If you don’t believe me, check out this ad, seriously the most pathetic fucking thing I think I’ve ever seen. A market research department for a giant, highly-profitable corporation came to the conclusion that enough Americans could identify with this poor fucking sap that they ought to put this commercial on television. Here, my friends, is what is wrong with America in a convenient disposable cup:

Here’s the thing. This poor guy is not getting off on bombing anybody. The dark angels of his nature, the destructive passion within, is getting no more satisfaction from American imperialism than his fun time desires are from that stupid pudding.

The wasted energy that he calls his life has just been beaten down by the work and the traffic and the boss and the bullshit. It’s not even aggressiveness. It’s worse. He’s numb, deadened. That’s why this guy may even know quite well that we go to war not because it’s right or we’re angry but because folks who are rich and powerful benefit from it. But he feels totally powerless to do anything but make himself fat with the only happiness in his life, some fake chocolate and a mildly affectionate but totally boring relationship with his long-suffering kid.

Sure, we have armed tea partiers and radio call-in yellers and right wing angry-ass nutbags, and many of these guys do provide the regime major cover for their imperial adventures.
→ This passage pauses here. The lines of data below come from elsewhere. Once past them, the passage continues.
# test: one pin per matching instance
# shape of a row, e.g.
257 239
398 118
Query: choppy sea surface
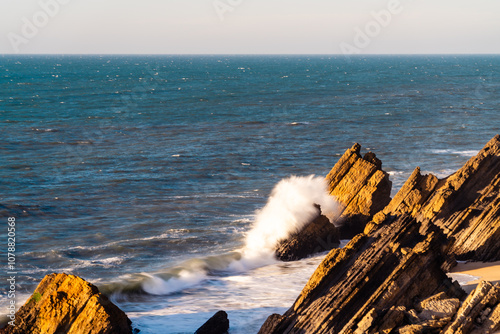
144 174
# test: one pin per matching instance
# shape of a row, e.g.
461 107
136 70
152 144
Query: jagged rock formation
318 236
363 284
391 278
217 324
67 304
361 186
466 205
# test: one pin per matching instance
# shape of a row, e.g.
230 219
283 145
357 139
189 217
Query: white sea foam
288 209
156 285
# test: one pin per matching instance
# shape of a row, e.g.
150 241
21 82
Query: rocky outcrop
318 236
391 278
371 282
466 205
68 304
361 186
217 324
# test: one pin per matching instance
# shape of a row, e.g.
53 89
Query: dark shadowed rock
361 186
391 278
318 236
465 205
217 324
354 288
67 304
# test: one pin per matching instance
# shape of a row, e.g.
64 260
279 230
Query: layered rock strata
361 186
68 304
395 266
391 278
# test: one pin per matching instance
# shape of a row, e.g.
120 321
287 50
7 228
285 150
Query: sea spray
289 208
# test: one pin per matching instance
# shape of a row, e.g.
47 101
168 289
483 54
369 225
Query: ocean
145 174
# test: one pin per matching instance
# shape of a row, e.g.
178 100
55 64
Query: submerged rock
361 186
68 304
217 324
318 236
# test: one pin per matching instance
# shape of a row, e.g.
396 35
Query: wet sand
471 273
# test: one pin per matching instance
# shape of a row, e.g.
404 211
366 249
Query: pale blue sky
249 26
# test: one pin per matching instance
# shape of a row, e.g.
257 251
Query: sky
249 26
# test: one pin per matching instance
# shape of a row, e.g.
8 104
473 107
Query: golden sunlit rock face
361 187
391 278
68 304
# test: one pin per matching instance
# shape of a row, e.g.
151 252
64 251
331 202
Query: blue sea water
145 172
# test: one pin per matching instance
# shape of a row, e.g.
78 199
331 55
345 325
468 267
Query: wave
290 206
464 153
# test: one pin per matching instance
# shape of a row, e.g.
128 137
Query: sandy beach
469 274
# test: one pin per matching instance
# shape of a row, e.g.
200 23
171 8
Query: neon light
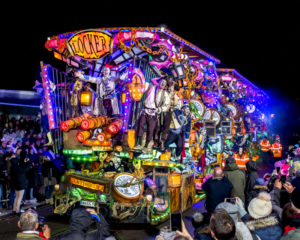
90 44
48 95
86 184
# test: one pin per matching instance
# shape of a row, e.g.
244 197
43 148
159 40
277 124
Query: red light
80 137
64 126
85 124
101 137
112 129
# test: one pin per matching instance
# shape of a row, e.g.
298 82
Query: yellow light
86 98
86 184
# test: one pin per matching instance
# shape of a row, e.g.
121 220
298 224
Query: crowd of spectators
242 205
29 169
239 204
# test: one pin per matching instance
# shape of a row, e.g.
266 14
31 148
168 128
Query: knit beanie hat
260 206
296 167
230 159
296 198
260 181
231 209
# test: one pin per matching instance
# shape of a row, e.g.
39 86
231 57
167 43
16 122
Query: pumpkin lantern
137 86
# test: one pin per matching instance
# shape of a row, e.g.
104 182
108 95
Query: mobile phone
282 179
176 219
277 169
231 200
41 222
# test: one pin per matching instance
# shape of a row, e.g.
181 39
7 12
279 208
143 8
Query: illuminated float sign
86 184
90 44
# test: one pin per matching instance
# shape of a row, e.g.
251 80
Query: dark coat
18 174
251 178
267 228
255 191
80 222
237 178
296 182
32 174
216 191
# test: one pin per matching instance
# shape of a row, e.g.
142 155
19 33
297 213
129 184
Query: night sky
260 42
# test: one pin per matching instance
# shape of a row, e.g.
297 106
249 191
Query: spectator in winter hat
258 187
236 177
260 220
242 232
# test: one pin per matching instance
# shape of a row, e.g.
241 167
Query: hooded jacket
237 178
253 193
252 175
213 197
267 228
80 222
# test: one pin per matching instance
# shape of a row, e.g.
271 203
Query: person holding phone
80 221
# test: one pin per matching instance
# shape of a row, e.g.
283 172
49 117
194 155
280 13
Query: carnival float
142 117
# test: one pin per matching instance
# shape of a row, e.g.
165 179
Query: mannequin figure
106 95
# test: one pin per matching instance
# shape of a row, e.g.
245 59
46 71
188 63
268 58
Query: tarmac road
60 224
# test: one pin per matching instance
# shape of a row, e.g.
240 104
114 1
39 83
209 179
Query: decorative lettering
90 44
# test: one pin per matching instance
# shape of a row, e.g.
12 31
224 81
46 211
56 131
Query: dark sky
260 42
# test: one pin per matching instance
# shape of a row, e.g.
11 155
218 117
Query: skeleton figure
106 102
157 101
But so do “liberals.” The politics of aggression don’t explain why most Americans oppose going to war in Syria — even under the sway of a mainstream media that frames the debate as either saving the Syrians or not saving the Syrians — but are resigned to the reality that it’s going to happen no matter what.

As David Graeber points out in a brilliant recent essay here, the neoliberal project over the last several decades has been, more than anything else, a war on the imagination. On the sense that things could be different, that another world is possible. That, for instance, all the incredible wealth on planet earth could nourish people and places rather than destroy them. That people could be free. That life could hold greater, far more intense pleasures in it than the consumer goods that are supposed to make up for all the concessions of everyday life.

And why? Why has quashing people’s dreams been even more strategically important to the Man than, for instance, even making money? Because our imagination is fueled by libidinal desire, a desire that roundly rejects the depressing numbness of the work-squandered life of pudding man. And all the contemporary insanities, like endless war and chronic disaster, that this kind of life makes people tolerate as inevitable. Elites around the world are still constantly guarding against another libidinal revolution, against the demands for a free and pleasurable everyday life not centered around the banality of the workplace but the joys of really living it up. From the police state hysteria around any whiff of collective protest to the massive private national security and intelligence-gathering apparatus, what looks like power might actually just be shrill, hysterical, and massively insecure.

What are they so terrified of, anyway? The most powerful force in the world, that’s what. Perhaps they know that we are done settling for pudding.